FASD Priorities in Australia


  • 1.We fully support James Fitzpatrick in his call to the government for the following:
  • a)The NDIS must embrace FASD as one of its disabilities and recognise the impairments experienced by those living with FASD so that they receive adequate therapy & support.
  • b)The Medical Benefits Scheme must be usedto facilitate diagnosis & treatment just as it is for Autism Spectrum Disorder.
  • c)Evidenced based programs must be scaled up to make FASD history.
  • 2.The Australian approach to FASD needs to be coordinated and we need to ensure we are all working towards a common goal – the needs of individuals living with FASD and those who support them must be at the centre of the priorities for a strategic, national response to FASD.
  • 3.FASD is a permanent, life-long brain injury. The breadth of FASD’s effects across an affected individual’s life means that agencies, professionals, communities and families need to be working together to achieve change.
  • 4.We recognise that the greatest return will come from prioritising prevention but to reduce the impact of FASD it is also important to recognise that successful prevention will require taking a life-course approach and recognising that the needs and strengths of families will change over time; for example, babies born with FASD will often become parents themselves. To be successful those who are more vulnerable will require more resources.
  • 5.FASD is still not being addressed in policy documents where it should be receiving attention.

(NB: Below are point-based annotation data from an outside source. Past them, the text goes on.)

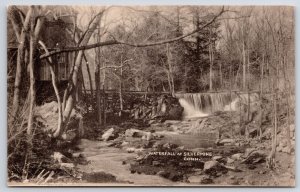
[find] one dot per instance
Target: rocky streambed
(153, 156)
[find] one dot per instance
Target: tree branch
(114, 42)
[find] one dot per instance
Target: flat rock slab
(197, 140)
(109, 160)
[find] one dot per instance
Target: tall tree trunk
(261, 95)
(287, 96)
(71, 96)
(89, 75)
(34, 35)
(20, 63)
(244, 65)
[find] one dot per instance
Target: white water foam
(190, 111)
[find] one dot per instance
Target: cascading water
(203, 104)
(189, 110)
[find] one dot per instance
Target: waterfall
(203, 104)
(189, 110)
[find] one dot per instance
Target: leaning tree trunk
(20, 60)
(35, 31)
(71, 96)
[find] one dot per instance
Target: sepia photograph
(179, 95)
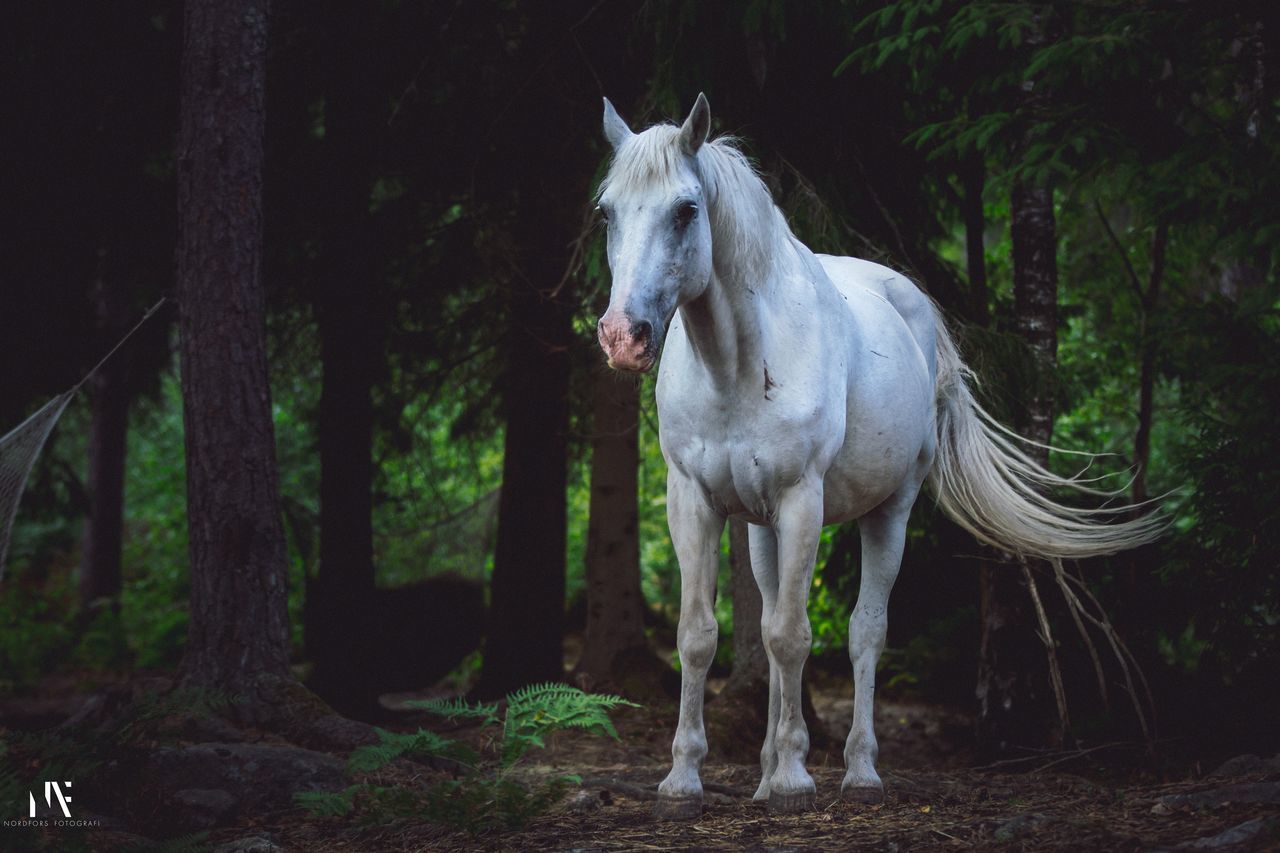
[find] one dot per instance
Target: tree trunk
(238, 634)
(750, 664)
(338, 617)
(1015, 706)
(974, 227)
(341, 630)
(109, 398)
(526, 601)
(1147, 364)
(615, 637)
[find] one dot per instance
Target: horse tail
(987, 484)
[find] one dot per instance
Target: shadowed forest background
(469, 501)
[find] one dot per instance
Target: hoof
(677, 808)
(863, 793)
(791, 803)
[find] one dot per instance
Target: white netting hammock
(18, 452)
(22, 446)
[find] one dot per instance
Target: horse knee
(867, 630)
(789, 639)
(696, 643)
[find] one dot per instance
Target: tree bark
(348, 296)
(109, 400)
(1015, 706)
(750, 664)
(1150, 304)
(974, 228)
(238, 634)
(615, 605)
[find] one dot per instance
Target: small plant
(484, 794)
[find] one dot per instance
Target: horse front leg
(764, 566)
(883, 534)
(789, 638)
(695, 532)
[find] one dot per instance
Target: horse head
(659, 241)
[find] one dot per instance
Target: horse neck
(726, 325)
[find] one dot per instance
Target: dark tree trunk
(1015, 707)
(1147, 364)
(974, 227)
(238, 637)
(110, 396)
(526, 603)
(1034, 249)
(337, 625)
(615, 639)
(347, 302)
(750, 670)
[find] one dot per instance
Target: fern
(457, 708)
(540, 708)
(393, 744)
(324, 803)
(484, 797)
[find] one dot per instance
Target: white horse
(796, 391)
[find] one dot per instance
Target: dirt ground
(1098, 798)
(936, 799)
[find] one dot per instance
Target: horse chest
(740, 460)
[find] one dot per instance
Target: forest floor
(938, 797)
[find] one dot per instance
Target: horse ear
(616, 131)
(695, 128)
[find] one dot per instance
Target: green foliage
(324, 803)
(33, 634)
(539, 710)
(485, 796)
(420, 743)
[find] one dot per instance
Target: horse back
(854, 274)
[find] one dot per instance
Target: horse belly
(888, 425)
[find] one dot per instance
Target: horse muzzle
(629, 345)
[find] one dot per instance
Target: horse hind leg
(883, 534)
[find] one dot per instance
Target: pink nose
(627, 345)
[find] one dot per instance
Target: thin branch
(1120, 250)
(1055, 673)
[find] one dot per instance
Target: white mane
(748, 229)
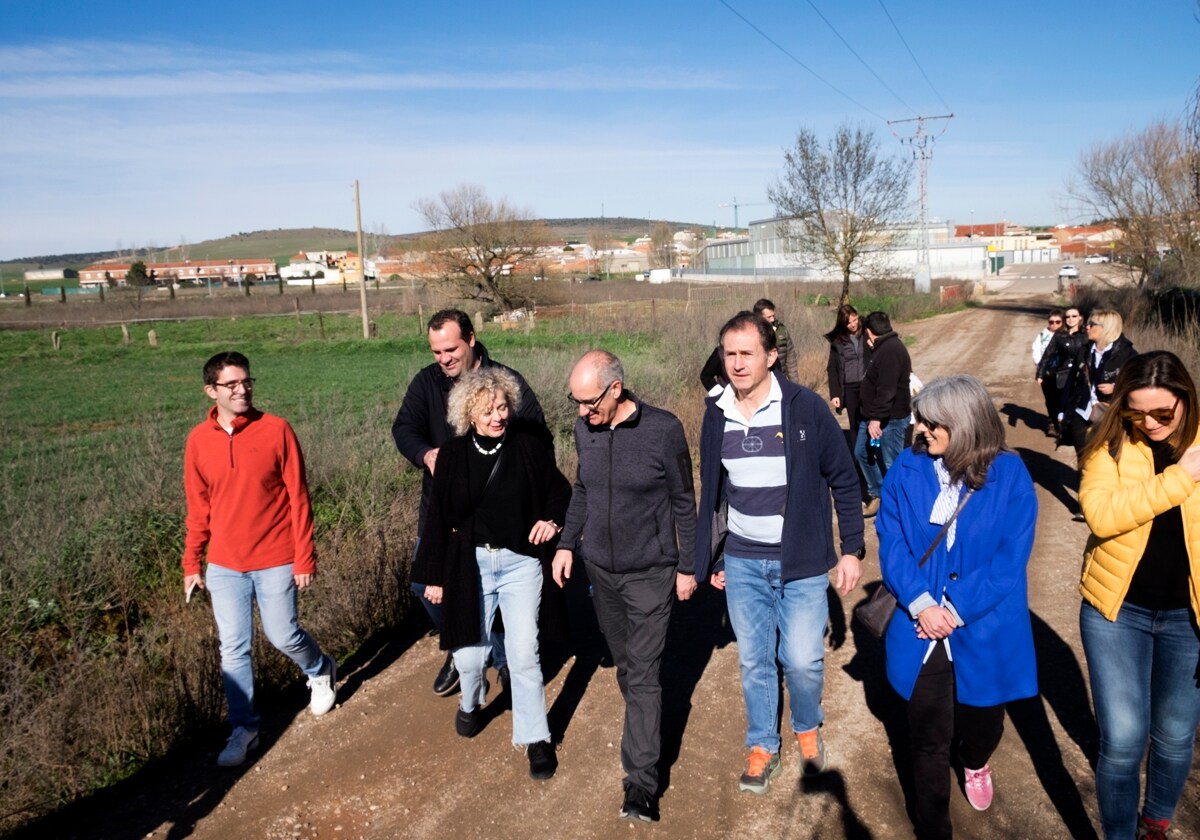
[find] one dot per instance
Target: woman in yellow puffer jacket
(1141, 573)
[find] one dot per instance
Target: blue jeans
(233, 594)
(785, 621)
(1144, 675)
(435, 613)
(513, 582)
(891, 445)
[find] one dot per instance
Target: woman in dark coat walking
(492, 523)
(1059, 361)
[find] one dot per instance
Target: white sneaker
(240, 742)
(324, 689)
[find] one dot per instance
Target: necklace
(493, 450)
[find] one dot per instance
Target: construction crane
(737, 204)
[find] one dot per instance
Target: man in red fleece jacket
(247, 505)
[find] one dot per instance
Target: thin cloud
(85, 71)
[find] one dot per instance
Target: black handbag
(875, 613)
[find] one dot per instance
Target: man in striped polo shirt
(773, 466)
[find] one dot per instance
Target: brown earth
(387, 763)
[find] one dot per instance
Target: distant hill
(283, 243)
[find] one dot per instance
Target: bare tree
(661, 245)
(477, 245)
(839, 199)
(1144, 184)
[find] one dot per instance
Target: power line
(913, 57)
(815, 73)
(861, 59)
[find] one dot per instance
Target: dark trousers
(936, 720)
(1074, 431)
(1053, 396)
(634, 610)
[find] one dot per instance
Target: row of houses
(955, 251)
(187, 270)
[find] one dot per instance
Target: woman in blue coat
(960, 643)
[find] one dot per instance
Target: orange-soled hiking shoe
(761, 767)
(813, 755)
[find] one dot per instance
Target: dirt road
(387, 763)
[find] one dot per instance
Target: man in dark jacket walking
(773, 465)
(633, 520)
(421, 427)
(885, 405)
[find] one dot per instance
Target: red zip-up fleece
(247, 498)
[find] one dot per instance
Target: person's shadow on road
(1054, 477)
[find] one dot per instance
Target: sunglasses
(591, 406)
(1162, 415)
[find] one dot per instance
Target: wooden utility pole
(363, 263)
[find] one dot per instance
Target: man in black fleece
(420, 429)
(885, 405)
(633, 520)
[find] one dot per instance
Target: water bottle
(873, 450)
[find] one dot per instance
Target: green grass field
(102, 665)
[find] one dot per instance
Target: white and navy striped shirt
(756, 485)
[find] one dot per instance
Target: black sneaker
(448, 678)
(467, 723)
(543, 761)
(639, 805)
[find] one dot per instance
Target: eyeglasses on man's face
(591, 406)
(233, 385)
(1162, 415)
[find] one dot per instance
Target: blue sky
(144, 124)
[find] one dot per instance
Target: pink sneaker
(977, 785)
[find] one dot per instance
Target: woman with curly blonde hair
(490, 534)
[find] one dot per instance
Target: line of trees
(1147, 184)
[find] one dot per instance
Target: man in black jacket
(885, 405)
(633, 519)
(420, 429)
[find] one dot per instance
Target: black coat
(1085, 373)
(447, 553)
(1061, 353)
(885, 391)
(845, 351)
(421, 424)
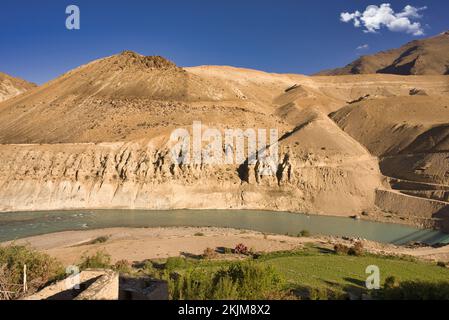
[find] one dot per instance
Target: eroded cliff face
(141, 175)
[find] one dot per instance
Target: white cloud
(376, 17)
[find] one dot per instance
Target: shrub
(123, 266)
(209, 253)
(173, 263)
(357, 250)
(417, 290)
(41, 269)
(341, 249)
(149, 269)
(241, 280)
(241, 249)
(100, 260)
(99, 240)
(390, 282)
(304, 233)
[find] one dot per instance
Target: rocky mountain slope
(11, 87)
(98, 137)
(420, 57)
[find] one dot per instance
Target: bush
(241, 249)
(357, 250)
(209, 253)
(149, 269)
(99, 240)
(100, 260)
(174, 263)
(238, 281)
(390, 282)
(304, 233)
(41, 269)
(123, 266)
(341, 249)
(417, 290)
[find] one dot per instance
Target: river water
(16, 225)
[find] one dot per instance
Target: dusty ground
(136, 245)
(152, 243)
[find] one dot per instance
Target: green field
(321, 270)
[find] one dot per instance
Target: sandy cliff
(98, 137)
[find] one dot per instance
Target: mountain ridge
(428, 56)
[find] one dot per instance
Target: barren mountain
(98, 137)
(420, 57)
(11, 87)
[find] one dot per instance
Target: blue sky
(285, 36)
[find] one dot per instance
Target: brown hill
(11, 87)
(420, 57)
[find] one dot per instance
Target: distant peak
(130, 58)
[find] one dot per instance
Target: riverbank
(139, 244)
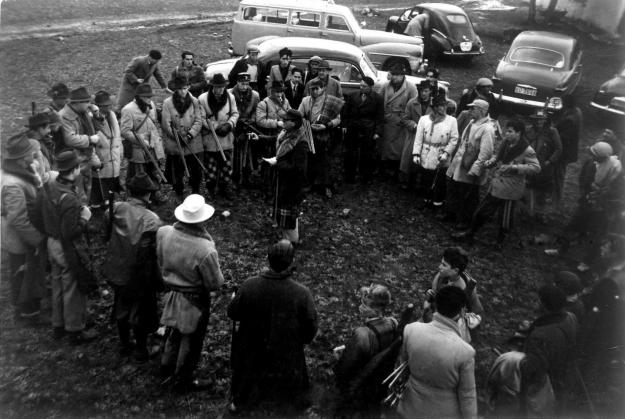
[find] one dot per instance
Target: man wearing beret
(181, 123)
(218, 108)
(247, 100)
(396, 94)
(139, 123)
(363, 116)
(131, 266)
(192, 72)
(79, 133)
(248, 64)
(140, 70)
(331, 85)
(20, 238)
(61, 215)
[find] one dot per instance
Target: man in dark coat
(191, 71)
(364, 115)
(276, 317)
(250, 65)
(138, 71)
(131, 265)
(294, 88)
(61, 215)
(549, 347)
(482, 91)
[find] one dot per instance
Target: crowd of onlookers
(291, 131)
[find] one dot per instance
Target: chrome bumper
(607, 108)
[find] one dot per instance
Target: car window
(336, 23)
(458, 19)
(539, 56)
(308, 19)
(265, 14)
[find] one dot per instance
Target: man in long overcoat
(140, 70)
(276, 317)
(396, 93)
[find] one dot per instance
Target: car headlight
(554, 103)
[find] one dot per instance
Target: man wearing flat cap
(139, 123)
(276, 317)
(181, 124)
(189, 279)
(109, 149)
(482, 90)
(80, 134)
(20, 238)
(282, 70)
(60, 214)
(396, 93)
(362, 116)
(467, 168)
(59, 94)
(140, 70)
(218, 109)
(248, 64)
(131, 265)
(247, 100)
(323, 113)
(192, 72)
(331, 85)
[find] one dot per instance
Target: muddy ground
(384, 238)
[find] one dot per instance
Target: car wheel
(391, 62)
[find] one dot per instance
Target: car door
(336, 28)
(304, 23)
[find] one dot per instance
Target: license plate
(525, 91)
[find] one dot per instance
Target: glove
(223, 129)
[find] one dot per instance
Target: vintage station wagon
(321, 20)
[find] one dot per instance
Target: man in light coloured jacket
(190, 269)
(441, 364)
(515, 160)
(467, 168)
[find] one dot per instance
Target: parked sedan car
(349, 63)
(610, 97)
(321, 20)
(452, 32)
(539, 69)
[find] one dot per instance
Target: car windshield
(539, 56)
(367, 67)
(459, 26)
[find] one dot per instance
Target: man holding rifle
(139, 131)
(247, 100)
(219, 113)
(181, 126)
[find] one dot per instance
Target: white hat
(194, 210)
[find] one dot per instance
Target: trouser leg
(195, 172)
(16, 267)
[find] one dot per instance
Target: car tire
(392, 61)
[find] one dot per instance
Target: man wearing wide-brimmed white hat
(190, 268)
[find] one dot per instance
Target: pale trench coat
(432, 140)
(442, 378)
(477, 134)
(148, 132)
(228, 113)
(394, 135)
(109, 148)
(188, 123)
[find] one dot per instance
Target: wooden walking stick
(174, 133)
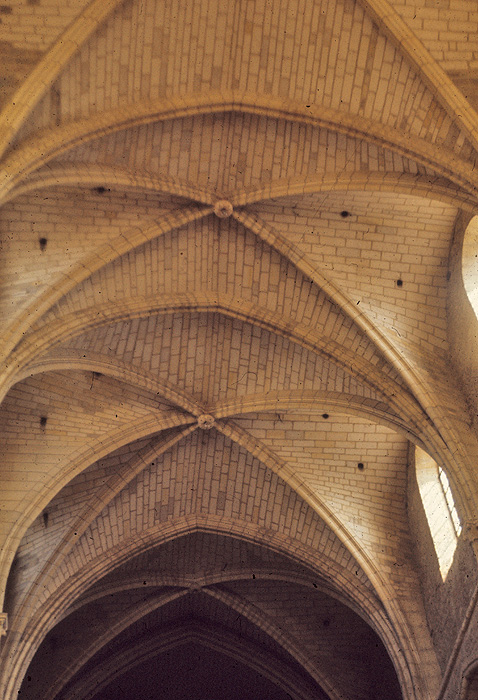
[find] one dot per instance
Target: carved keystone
(206, 421)
(223, 208)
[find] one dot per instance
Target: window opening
(440, 510)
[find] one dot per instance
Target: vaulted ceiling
(228, 294)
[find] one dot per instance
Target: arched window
(469, 263)
(439, 506)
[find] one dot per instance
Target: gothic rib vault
(232, 309)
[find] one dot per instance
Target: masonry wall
(446, 602)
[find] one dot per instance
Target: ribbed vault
(229, 290)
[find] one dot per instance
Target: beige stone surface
(232, 304)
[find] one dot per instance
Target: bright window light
(437, 499)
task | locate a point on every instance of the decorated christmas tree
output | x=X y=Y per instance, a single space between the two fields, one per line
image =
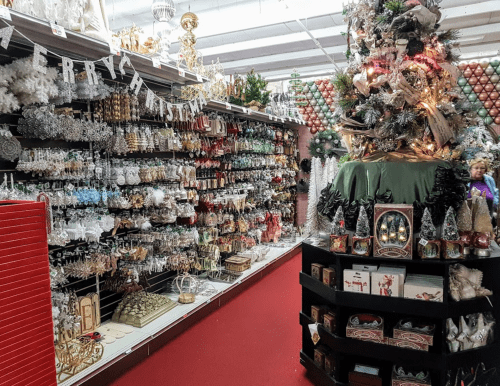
x=450 y=229
x=338 y=224
x=428 y=230
x=362 y=225
x=398 y=91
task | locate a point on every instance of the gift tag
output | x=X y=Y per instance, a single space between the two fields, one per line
x=156 y=62
x=5 y=13
x=313 y=328
x=114 y=49
x=58 y=30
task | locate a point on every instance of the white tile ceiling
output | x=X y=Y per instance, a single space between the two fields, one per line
x=262 y=34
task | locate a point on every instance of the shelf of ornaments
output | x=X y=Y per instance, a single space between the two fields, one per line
x=246 y=113
x=78 y=46
x=141 y=336
x=433 y=360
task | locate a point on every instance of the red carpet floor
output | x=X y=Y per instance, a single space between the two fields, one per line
x=255 y=340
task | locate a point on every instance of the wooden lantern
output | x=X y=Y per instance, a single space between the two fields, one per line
x=393 y=231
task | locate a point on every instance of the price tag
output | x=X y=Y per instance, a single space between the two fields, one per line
x=5 y=13
x=58 y=30
x=114 y=49
x=156 y=62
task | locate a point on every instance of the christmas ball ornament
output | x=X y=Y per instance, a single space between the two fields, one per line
x=473 y=80
x=472 y=97
x=478 y=71
x=478 y=88
x=482 y=113
x=484 y=79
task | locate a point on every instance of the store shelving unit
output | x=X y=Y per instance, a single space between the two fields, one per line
x=438 y=360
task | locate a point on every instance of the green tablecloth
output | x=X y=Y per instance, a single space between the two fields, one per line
x=408 y=181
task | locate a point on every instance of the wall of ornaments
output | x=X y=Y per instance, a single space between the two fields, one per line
x=480 y=81
x=316 y=105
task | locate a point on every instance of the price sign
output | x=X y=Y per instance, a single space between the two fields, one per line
x=156 y=62
x=58 y=30
x=5 y=13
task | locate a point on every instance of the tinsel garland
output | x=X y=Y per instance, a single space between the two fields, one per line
x=325 y=144
x=450 y=189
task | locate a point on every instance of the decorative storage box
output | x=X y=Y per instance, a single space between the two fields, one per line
x=431 y=249
x=339 y=243
x=329 y=277
x=414 y=331
x=393 y=231
x=319 y=356
x=365 y=327
x=317 y=271
x=330 y=322
x=361 y=246
x=407 y=344
x=237 y=263
x=356 y=281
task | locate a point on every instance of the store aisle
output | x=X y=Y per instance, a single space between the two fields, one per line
x=254 y=340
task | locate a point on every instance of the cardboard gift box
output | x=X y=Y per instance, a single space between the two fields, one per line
x=329 y=277
x=393 y=231
x=366 y=327
x=356 y=281
x=317 y=271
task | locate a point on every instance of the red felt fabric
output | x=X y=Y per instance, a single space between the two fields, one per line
x=253 y=340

The failure to acknowledge and have a conversation about FASD increases the stigma, lack of awareness and contributes to ineffective responses.
  • 6.The ongoing lack of capacity for diagnosing FASD – There is a long waiting list for existing multidisciplinary teams and there are no teams in SA, Vic or Tasmania.
  • 7.We currently have no way of determining how many Australians in the wider community are affected by FASD – hiding FASD within Autism, ADHD and other diagnoses is not helpful for determining where prevention resources or increased diagnostic capacity need to be focussed.
  • 8.There is currently no screening for children entering the child protection system when there is known or suspected maternal drug and alcohol issues – this sets both foster families and the child up for failure and deprives birth families of the support they need to help prevent further alcohol exposed pregnancies.
  • 9.The need for a collaborative project to develop a resource for teachers, to improve their knowledge and practice regarding FASD as already exists for Autism.
  • 10.The need to ensure that FASD is embedded into core training for all health/allied health, education, justice (police, custodial, courts) and community sector and service professionals.
  • 11.The importance of ensuring that service providers currently receiving funding under the FASD Strategy are FASD informed and providing services through a FASD lens?
  • 12.Recognition that being FASD informed requires collaboration at community level and for agencies to work more closely together to ensure that models of service are appropriate for FASD affected individuals, parents and carers.
  • 13.There are currently very limited diagnostic services for adults who suspect they have FASD (ARBIAS in NSW & Vic) or service providers adequately trained to provide treatment and/or support for adults with FASD plus AOD/mental health issues or support for parents who may have FASD themselves.
  • 14.The uptake and provision of evidence based therapies for children and adults with FASD.
  • 15.That specialist support services, like supported living or respite care, are easily accessible and FASD informed.